Who of the following was the greatest military leader:
1) Julius Caesar (Gallic Wars)
2) Hannibal (Second Punic War)
3) Napoleon Bonaparte (Napoleonic Wars 1803-1815)
5) Leon Trotsky (Russian Civil War 1917-1922)
6) Georgiy Zhukov (Great Patriotic War 1941-1945)
(If none of the above, nominate your own)
I couldn’t give you a name, partly because I’m not a military historian and I don’t know much about war strategy. In any case, I do not consider people who have tried to conquer the world with weapons, killing and raping and robbing whatever they found on their way to be great military leaders.
[I later asked Mattia to clarify – the latter sentence was meant to be a general statement, not a comment specifically on any of the names I cited – MC]



Which is the greatest war novel – All Quiet on the Western Front by Erich Maria Remarque or Storm of Steel by Ernst Jünger?
Which is the greatest war novel is not for me to say and I’ll be honest, I’m an ignoramus because I haven’t read the books you mentioned. But if I had to recommend one that I really liked and that affected me, regarding the cruelty, and irrationality of the First World War and of trench warfare in particular, where millions of poor wretches, commanded by their generals and officers glorifying the fatherland, died for a handful of stones along with millions of other poor wretches speaking a language different from their own, it would definitely be A Soldier On the Southern Front (Un anno sull’Altipiano, 1938), the classic Italian World War I memoir by Emilio Lussu.
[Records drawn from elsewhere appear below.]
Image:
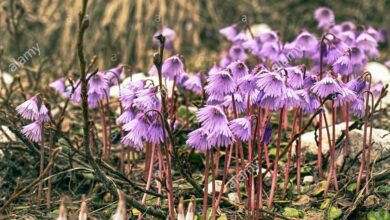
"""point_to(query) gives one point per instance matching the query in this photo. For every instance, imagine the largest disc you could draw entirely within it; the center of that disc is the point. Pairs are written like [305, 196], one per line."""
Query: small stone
[308, 179]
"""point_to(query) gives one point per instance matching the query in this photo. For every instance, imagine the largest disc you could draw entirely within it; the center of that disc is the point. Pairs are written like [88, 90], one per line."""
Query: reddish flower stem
[287, 169]
[106, 153]
[206, 184]
[275, 173]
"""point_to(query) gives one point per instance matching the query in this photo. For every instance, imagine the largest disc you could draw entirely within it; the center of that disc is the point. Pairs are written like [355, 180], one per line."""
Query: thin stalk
[275, 173]
[213, 207]
[41, 163]
[224, 174]
[149, 180]
[104, 132]
[299, 147]
[287, 170]
[206, 184]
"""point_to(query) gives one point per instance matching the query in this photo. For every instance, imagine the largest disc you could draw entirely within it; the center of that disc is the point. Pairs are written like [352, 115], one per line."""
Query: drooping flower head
[220, 83]
[326, 86]
[358, 108]
[272, 84]
[194, 83]
[212, 117]
[295, 77]
[238, 69]
[155, 133]
[242, 128]
[173, 66]
[324, 17]
[29, 109]
[33, 131]
[346, 96]
[222, 136]
[357, 85]
[267, 133]
[198, 139]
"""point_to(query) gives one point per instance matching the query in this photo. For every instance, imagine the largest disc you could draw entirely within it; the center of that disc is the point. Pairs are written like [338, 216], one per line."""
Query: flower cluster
[37, 112]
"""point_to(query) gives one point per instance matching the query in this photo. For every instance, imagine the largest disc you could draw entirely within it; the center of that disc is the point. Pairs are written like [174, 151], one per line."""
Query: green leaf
[325, 204]
[319, 188]
[380, 214]
[351, 187]
[383, 189]
[291, 212]
[334, 213]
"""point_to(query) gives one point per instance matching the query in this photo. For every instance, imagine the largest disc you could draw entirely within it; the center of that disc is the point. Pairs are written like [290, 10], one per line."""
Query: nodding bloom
[247, 84]
[377, 89]
[242, 128]
[343, 65]
[237, 52]
[33, 131]
[211, 117]
[295, 77]
[222, 136]
[288, 99]
[147, 99]
[313, 105]
[324, 17]
[357, 85]
[304, 97]
[240, 38]
[194, 83]
[113, 75]
[358, 108]
[137, 130]
[58, 85]
[198, 139]
[346, 96]
[29, 109]
[98, 89]
[215, 99]
[239, 102]
[387, 63]
[74, 96]
[348, 37]
[309, 80]
[238, 69]
[220, 83]
[306, 43]
[181, 79]
[43, 113]
[230, 32]
[267, 133]
[155, 133]
[225, 61]
[169, 35]
[173, 66]
[272, 84]
[326, 86]
[127, 115]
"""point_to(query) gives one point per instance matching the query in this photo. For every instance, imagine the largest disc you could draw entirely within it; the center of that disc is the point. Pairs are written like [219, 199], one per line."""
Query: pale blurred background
[121, 31]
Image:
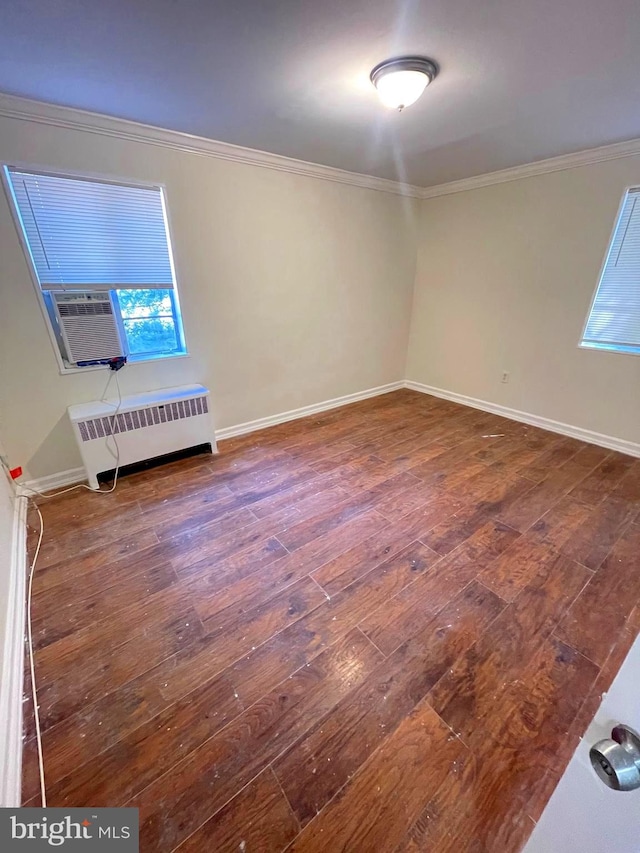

And your favourite war movie?
The book I just mentioned was later made into a movie by Francesco Rosi, scripted by maestro Tonino Guerra (also from Romagna and with a surname to match) and starring the great Gian Maria Volonté. The film is called Many Wars Ago (Uomini contro,1970) and it’s also one of my favourite films, so everything falls into place. Here’s a quote from it: “Enough of this war of starving against starving – the enemy stands behind us”.

Should the professional army be replaced by a popular militia with general conscription?
What’s the point? A popular militia is supposed to make revolution. But times are long gone, capitalism has won. As far as I am concerned, the army should not exist at all.
‘Stop the war’ – yes or no?
Agree if you mean war in the present sense of the term. Disagree if you mean class war.
Some people see life as a war, others as a game. Which type are you?
In the days when we lost our friend Martino, Enrico and I sat on the pavement and said to each other that life has no meaning, and I still don’t think it does. But no matter how cruel it may be, we must not stop trying to laugh about it, no matter what – how boring would it be if we didn’t? So yeah, it’s both.